My only complaint is that a lot of the written documentation is out of date about a number of topics. As the kernel has evolved it's gained and lost a number of APIs and depending on when resources were published they may say a number of conflicting things about how to carry out a task (registering a character device and getting it in /dev is the big one that comes to mind).
This is why kernel hackers tend to say "Use the Source, Luke!" instead of pointing you at documentation. The one exception is documentation that talks about the high-level design of a feature (e.g. Documentation/pi-futex.txt), which is usually updated whenever there's a complete rewrite or major design change.
I worked as a linux kernel programmer for a time. All I really did was work slowly on bugs. It seems that there are always neat features that need implementing but the number of engineers with the now specialized skills required is relatively small compared to the general population of embedded engineers. It seems rare to find someone willing to cultivate an embedded engineer into a kernel developer. They're not hard and fast separations, but still, this division remains.
So, if you can, try to connect with actual kernel engineers, do an interesting project in school for a professor doing hardware work, etc.
One project that might help out is to re-write the 8150 USB network adapter project. The devices that have this chipset are easy and cheap to find and the data sheet is easily available. There's a PCI version of this chip, the 8139, too.
Wonderful - showing how little magic there really is in kernel programming. I recommend that everyone who does Linux programming go through this tutorial, even if just for fun - and for the sake of seeing how different the world on the other side of the syscall is. When writing a kernel-mode driver, a single bug usually means a reboot: either because you screwed up some refcount, so the module cannot be unloaded anymore - or because you clobbered something badly and the kernel is toast.
Having a driver-writing background, I silently laugh at the recent unit testing hype - I simply know from experience there are areas where you need much more care, gut and skill than def test_something(). And besides, you just can't unit-test a DMA transfer.
If you give this a try, take note: the drivers include the <linux/config.h> header file which was removed in 2.6.19. You should be able to remove it from the source with no ill effects (a quick test of the "memory" driver worked)...
I remember, this was my tutorial when my lead had told me to practice writing some dummy device drivers as our team was supposed to merge into kernel team. Well, the merge didn't happen and this was my first and last device driver.

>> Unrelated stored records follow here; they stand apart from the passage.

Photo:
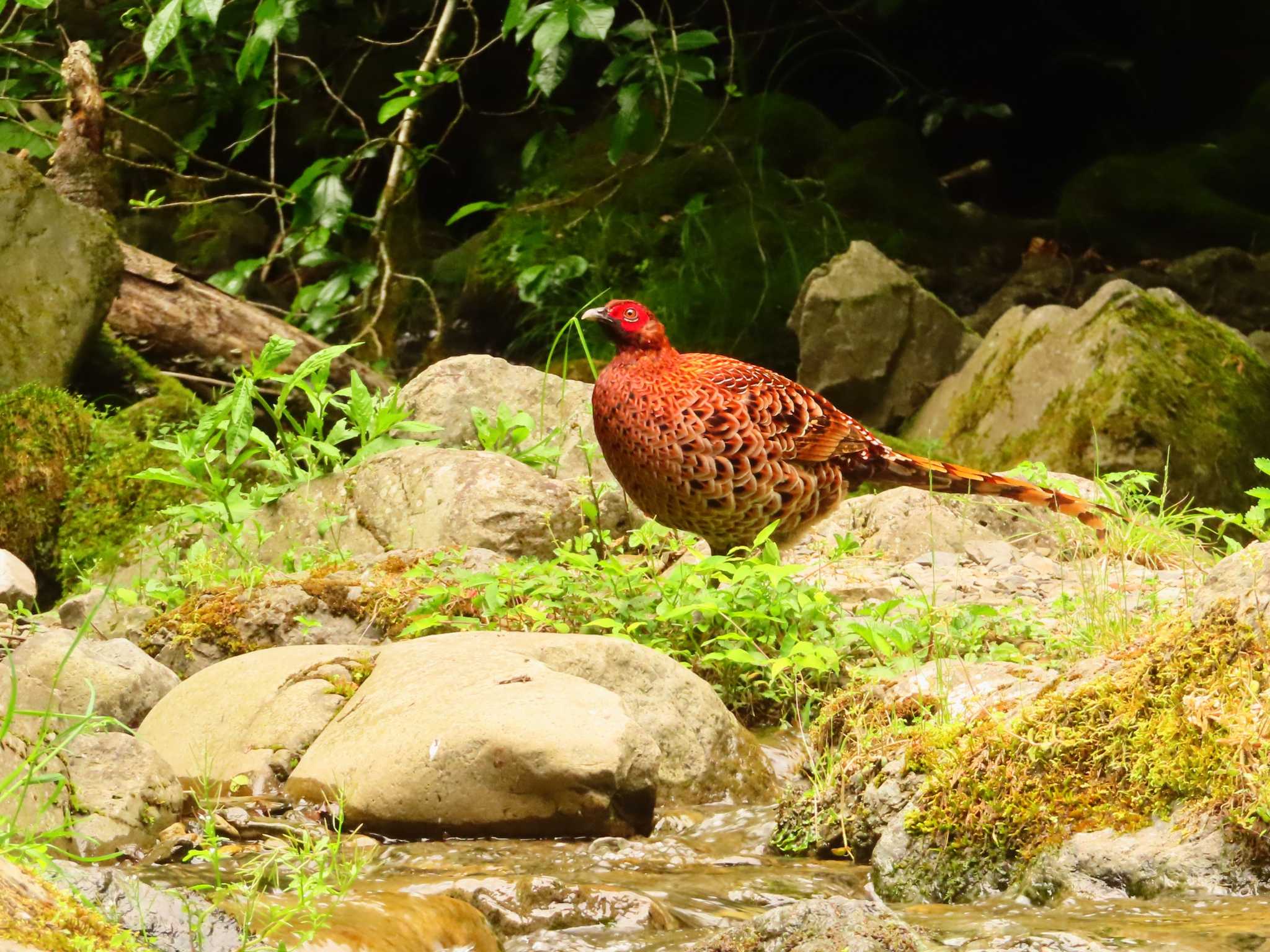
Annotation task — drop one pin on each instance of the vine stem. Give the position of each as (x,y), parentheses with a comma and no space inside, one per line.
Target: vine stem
(403,135)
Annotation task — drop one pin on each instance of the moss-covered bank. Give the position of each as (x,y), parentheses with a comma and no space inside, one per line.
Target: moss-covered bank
(1173,725)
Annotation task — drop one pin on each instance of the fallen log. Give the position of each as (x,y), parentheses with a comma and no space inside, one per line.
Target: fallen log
(172,318)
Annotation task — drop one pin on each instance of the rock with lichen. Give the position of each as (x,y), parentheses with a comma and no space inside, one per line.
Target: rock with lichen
(45,434)
(61,271)
(1139,774)
(1132,380)
(815,924)
(871,339)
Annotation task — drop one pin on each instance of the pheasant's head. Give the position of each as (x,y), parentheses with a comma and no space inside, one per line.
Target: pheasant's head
(630,325)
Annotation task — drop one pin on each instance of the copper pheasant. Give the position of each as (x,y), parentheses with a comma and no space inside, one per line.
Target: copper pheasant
(722,448)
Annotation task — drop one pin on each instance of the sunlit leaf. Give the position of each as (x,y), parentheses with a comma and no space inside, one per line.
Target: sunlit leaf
(162,31)
(471,208)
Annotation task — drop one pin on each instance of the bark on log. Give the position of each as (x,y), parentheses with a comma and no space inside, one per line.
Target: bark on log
(173,316)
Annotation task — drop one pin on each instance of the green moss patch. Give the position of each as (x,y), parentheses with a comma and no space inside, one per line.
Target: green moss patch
(33,913)
(45,434)
(1174,721)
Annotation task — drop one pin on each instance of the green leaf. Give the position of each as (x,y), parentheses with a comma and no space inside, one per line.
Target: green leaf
(206,11)
(242,415)
(638,30)
(361,404)
(531,150)
(515,14)
(531,18)
(275,352)
(628,120)
(471,208)
(398,104)
(311,174)
(331,202)
(590,19)
(549,69)
(162,31)
(554,30)
(695,40)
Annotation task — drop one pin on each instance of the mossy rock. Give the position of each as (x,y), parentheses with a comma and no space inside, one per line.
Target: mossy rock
(1132,380)
(1158,729)
(1176,201)
(36,914)
(45,434)
(717,232)
(61,271)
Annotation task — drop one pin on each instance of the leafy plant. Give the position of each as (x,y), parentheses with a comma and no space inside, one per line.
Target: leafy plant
(508,432)
(233,467)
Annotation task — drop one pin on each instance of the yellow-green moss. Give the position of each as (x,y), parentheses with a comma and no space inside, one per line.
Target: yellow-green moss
(46,918)
(1184,392)
(1173,723)
(45,434)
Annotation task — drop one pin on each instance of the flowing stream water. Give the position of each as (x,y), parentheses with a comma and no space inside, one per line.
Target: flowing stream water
(706,867)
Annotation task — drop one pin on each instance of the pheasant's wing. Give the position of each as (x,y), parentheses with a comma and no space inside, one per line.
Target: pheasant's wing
(801,423)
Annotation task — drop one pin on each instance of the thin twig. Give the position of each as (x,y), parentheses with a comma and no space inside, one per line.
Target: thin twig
(407,126)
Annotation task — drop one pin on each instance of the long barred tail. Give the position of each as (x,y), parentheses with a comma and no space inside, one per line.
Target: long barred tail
(905,470)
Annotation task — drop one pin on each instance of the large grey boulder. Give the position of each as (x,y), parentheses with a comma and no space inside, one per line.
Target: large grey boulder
(426,498)
(173,920)
(1132,380)
(1240,583)
(65,673)
(60,270)
(123,792)
(817,926)
(447,391)
(17,582)
(871,339)
(445,741)
(705,754)
(282,700)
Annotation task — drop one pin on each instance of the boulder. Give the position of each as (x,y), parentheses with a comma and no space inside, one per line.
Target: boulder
(426,498)
(123,792)
(37,914)
(61,272)
(174,920)
(1165,857)
(215,625)
(1241,584)
(446,394)
(1043,278)
(871,339)
(391,922)
(17,582)
(106,616)
(68,673)
(706,754)
(1145,382)
(527,904)
(819,924)
(282,700)
(443,741)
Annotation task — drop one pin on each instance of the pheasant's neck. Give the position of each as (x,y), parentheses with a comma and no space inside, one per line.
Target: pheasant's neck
(630,358)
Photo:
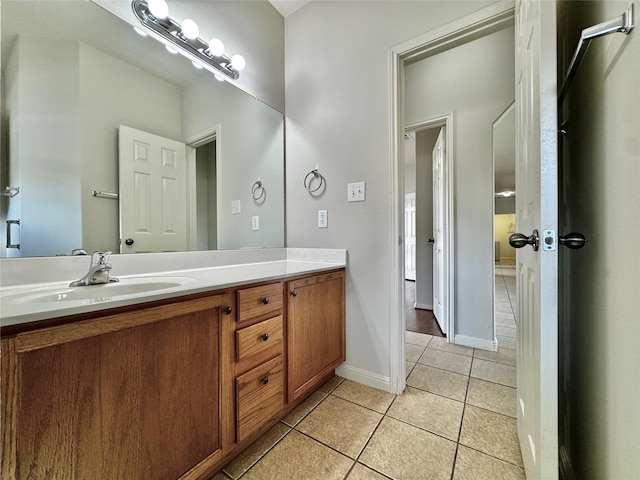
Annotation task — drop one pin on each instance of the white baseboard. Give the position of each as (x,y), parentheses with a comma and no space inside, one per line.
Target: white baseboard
(476,342)
(423,306)
(365,377)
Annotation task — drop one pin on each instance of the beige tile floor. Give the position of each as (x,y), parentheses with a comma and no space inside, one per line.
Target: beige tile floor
(455,420)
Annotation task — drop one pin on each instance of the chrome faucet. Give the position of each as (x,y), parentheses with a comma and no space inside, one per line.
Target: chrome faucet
(98,271)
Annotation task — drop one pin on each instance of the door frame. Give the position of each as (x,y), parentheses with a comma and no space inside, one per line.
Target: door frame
(447,121)
(481,23)
(192,143)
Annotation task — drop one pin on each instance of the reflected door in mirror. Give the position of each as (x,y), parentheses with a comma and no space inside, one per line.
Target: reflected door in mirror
(153,193)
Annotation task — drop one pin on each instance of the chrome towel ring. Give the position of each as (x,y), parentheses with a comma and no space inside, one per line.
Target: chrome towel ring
(308,180)
(257,191)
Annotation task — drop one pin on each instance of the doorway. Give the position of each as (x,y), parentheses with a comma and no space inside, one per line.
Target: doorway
(424,291)
(490,20)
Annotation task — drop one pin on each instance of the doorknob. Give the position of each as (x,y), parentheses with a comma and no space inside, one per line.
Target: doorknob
(518,240)
(573,240)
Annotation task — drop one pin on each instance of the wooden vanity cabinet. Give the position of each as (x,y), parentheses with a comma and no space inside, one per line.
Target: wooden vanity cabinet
(132,395)
(259,378)
(166,391)
(315,330)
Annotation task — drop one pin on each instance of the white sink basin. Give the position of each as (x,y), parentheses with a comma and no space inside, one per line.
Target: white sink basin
(96,293)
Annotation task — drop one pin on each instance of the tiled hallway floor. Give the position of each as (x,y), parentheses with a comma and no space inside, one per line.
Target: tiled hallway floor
(455,420)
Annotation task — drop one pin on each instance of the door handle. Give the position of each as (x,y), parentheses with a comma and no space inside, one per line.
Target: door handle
(573,240)
(519,240)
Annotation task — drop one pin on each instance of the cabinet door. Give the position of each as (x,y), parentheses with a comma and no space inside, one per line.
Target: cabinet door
(316,338)
(135,395)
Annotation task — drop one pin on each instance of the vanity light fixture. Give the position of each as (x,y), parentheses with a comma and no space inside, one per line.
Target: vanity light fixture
(154,15)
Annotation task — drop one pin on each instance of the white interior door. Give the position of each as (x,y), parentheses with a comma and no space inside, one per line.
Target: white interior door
(410,236)
(439,264)
(153,193)
(536,209)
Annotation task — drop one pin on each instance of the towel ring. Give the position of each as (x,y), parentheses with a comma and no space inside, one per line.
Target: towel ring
(257,191)
(309,179)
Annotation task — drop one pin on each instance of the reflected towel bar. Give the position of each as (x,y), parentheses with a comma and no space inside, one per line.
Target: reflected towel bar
(96,193)
(623,24)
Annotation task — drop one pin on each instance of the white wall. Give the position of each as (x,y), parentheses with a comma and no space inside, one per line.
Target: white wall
(42,79)
(337,99)
(600,295)
(251,146)
(476,82)
(252,28)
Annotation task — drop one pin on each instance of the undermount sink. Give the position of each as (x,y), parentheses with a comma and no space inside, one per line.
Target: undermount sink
(96,293)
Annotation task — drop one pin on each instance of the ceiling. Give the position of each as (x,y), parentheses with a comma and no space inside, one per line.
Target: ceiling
(287,7)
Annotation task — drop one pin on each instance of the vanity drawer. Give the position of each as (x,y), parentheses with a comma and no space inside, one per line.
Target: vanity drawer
(259,301)
(260,396)
(259,338)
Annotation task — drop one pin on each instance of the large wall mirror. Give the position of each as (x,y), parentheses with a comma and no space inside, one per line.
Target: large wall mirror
(76,81)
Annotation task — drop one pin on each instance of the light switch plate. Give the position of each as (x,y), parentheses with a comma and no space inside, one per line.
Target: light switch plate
(356,192)
(323,220)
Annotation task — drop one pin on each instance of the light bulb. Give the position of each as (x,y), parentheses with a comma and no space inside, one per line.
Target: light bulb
(190,29)
(238,62)
(158,8)
(216,47)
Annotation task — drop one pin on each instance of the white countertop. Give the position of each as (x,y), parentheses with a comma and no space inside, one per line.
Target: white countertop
(22,304)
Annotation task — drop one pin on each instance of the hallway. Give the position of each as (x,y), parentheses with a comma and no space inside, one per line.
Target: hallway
(455,420)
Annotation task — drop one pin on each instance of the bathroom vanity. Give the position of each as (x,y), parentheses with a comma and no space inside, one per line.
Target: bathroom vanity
(171,387)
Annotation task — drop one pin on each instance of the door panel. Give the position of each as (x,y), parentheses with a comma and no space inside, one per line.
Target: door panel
(536,207)
(153,192)
(410,236)
(439,303)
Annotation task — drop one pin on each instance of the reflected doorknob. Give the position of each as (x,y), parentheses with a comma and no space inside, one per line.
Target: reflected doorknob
(573,240)
(519,240)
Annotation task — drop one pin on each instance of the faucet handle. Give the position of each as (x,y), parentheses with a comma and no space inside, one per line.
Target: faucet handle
(100,257)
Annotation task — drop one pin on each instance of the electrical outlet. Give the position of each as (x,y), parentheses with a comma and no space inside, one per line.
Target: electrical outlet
(356,192)
(323,220)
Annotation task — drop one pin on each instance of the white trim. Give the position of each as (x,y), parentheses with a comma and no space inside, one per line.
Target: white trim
(365,377)
(397,378)
(478,24)
(192,221)
(474,342)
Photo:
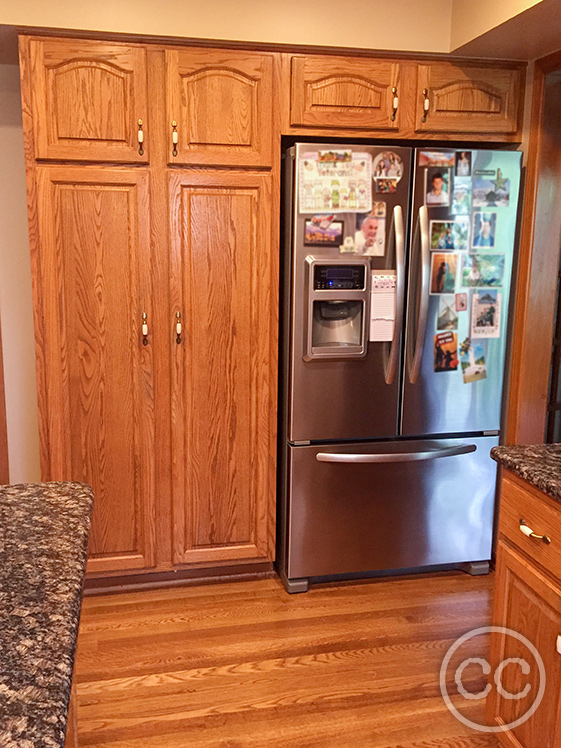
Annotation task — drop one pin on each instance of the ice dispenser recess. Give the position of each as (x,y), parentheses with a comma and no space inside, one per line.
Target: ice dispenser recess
(337,302)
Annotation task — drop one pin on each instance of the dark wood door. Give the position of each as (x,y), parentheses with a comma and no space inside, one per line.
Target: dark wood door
(88,97)
(529,603)
(222,104)
(469,99)
(223,283)
(93,287)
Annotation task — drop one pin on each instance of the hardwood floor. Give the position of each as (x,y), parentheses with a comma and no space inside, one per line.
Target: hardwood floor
(245,665)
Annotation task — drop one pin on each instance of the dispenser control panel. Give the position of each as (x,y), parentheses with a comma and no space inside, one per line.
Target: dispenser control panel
(339,277)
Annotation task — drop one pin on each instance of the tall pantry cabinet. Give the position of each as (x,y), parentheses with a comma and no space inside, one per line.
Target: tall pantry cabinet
(153,226)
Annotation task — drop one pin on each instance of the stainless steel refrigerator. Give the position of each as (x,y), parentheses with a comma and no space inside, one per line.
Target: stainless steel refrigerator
(395,295)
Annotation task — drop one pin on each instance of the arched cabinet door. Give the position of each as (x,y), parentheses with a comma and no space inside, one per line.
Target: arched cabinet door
(88,97)
(222,105)
(344,92)
(223,377)
(93,286)
(469,99)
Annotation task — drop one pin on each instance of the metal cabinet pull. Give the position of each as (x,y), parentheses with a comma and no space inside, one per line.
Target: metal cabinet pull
(426,104)
(395,103)
(140,136)
(178,327)
(531,534)
(144,329)
(174,137)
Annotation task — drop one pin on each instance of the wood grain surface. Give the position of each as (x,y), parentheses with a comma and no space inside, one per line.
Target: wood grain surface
(87,99)
(245,665)
(222,101)
(221,260)
(95,259)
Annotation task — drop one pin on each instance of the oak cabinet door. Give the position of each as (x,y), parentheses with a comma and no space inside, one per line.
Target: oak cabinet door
(223,284)
(87,98)
(222,104)
(529,603)
(93,287)
(468,98)
(344,92)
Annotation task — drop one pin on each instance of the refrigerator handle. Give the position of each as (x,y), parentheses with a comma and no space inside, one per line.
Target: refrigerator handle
(423,226)
(399,233)
(434,454)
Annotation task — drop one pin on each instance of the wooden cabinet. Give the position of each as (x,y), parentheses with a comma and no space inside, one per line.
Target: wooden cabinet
(463,98)
(402,98)
(344,92)
(128,404)
(528,602)
(223,417)
(222,104)
(87,98)
(96,394)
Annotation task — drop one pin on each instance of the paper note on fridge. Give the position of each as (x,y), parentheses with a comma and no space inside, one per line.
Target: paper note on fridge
(382,304)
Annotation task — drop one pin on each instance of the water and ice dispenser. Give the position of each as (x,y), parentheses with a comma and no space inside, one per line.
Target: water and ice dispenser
(337,308)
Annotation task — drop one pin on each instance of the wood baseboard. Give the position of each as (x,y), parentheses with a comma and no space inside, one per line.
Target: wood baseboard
(179,578)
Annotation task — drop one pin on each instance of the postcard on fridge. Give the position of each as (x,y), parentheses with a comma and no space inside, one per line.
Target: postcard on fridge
(486,314)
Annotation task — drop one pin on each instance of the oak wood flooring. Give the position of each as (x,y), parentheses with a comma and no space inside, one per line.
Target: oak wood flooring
(245,665)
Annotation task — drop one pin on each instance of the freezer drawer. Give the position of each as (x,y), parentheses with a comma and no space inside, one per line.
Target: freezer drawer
(419,503)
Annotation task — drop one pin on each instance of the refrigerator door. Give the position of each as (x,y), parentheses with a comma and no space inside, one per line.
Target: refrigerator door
(460,265)
(336,390)
(393,505)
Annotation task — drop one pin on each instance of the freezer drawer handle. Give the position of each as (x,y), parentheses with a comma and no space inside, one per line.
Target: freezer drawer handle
(398,232)
(433,454)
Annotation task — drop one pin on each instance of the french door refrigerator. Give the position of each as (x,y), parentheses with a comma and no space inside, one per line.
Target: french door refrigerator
(396,280)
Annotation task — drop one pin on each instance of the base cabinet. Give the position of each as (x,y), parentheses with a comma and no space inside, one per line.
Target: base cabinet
(528,602)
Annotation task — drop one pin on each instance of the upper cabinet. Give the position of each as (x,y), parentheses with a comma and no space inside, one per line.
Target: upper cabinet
(219,107)
(89,100)
(344,92)
(465,98)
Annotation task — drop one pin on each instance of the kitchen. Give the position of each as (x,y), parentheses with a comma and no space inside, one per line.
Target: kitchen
(116,552)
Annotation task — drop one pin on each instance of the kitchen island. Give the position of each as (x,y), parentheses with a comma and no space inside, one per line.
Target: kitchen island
(528,599)
(44,529)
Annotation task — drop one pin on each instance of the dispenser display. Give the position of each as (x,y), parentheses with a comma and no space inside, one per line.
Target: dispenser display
(337,308)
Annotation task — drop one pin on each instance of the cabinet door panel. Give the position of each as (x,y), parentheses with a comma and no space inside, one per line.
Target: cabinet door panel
(95,285)
(468,98)
(528,603)
(88,97)
(343,92)
(221,101)
(224,369)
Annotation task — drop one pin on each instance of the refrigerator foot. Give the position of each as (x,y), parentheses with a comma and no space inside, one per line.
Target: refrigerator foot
(477,568)
(294,585)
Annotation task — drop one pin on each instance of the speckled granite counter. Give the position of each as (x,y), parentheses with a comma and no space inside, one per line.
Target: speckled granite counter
(44,530)
(539,464)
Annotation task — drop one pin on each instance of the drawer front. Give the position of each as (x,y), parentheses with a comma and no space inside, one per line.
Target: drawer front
(344,92)
(519,503)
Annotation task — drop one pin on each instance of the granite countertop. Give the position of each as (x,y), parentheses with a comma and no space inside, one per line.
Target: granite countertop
(539,464)
(44,529)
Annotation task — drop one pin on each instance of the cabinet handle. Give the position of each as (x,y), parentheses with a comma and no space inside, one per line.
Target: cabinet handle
(174,137)
(178,327)
(531,534)
(140,136)
(144,329)
(426,104)
(395,103)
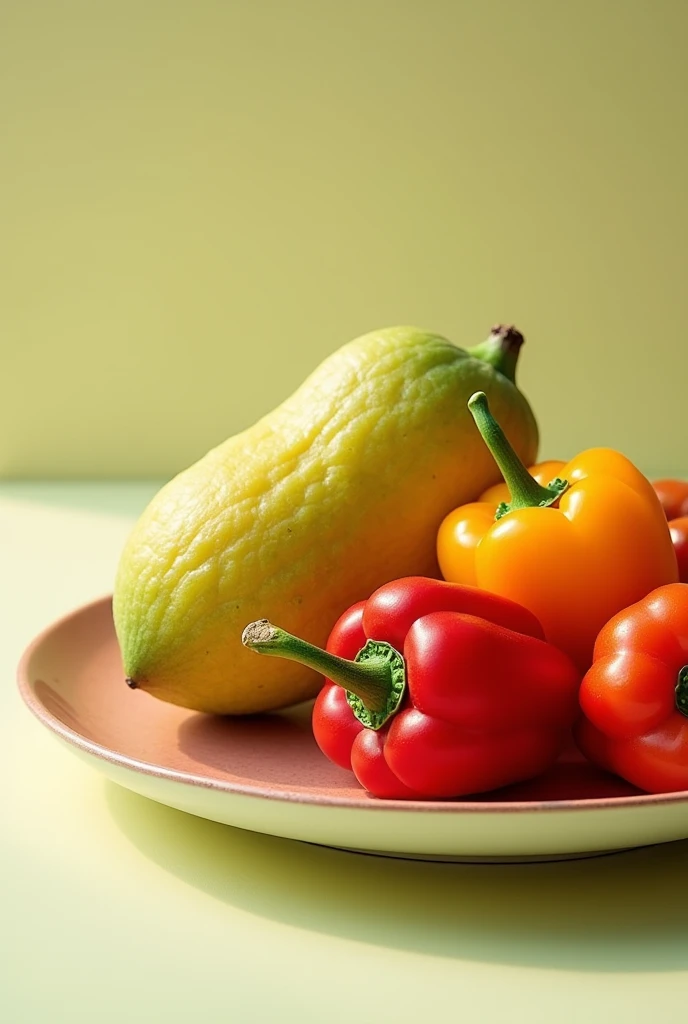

I liked the clarity and ease it offered to a first timer. I was somehow miffed about moving to kernel team from Java(app dev) but after this tut and some more articles I was disappointed when finally I didn't. This was one of the articles that changed my leaning towards learning C in a positive way. C is now my interview language :-).
It doesn't make it any less relevant, people post Wikipedia pages, irrelevant news stories meant to make you "awww" on here, etc, at least this not only provides technical insight but is also relevant to the normal content on HN.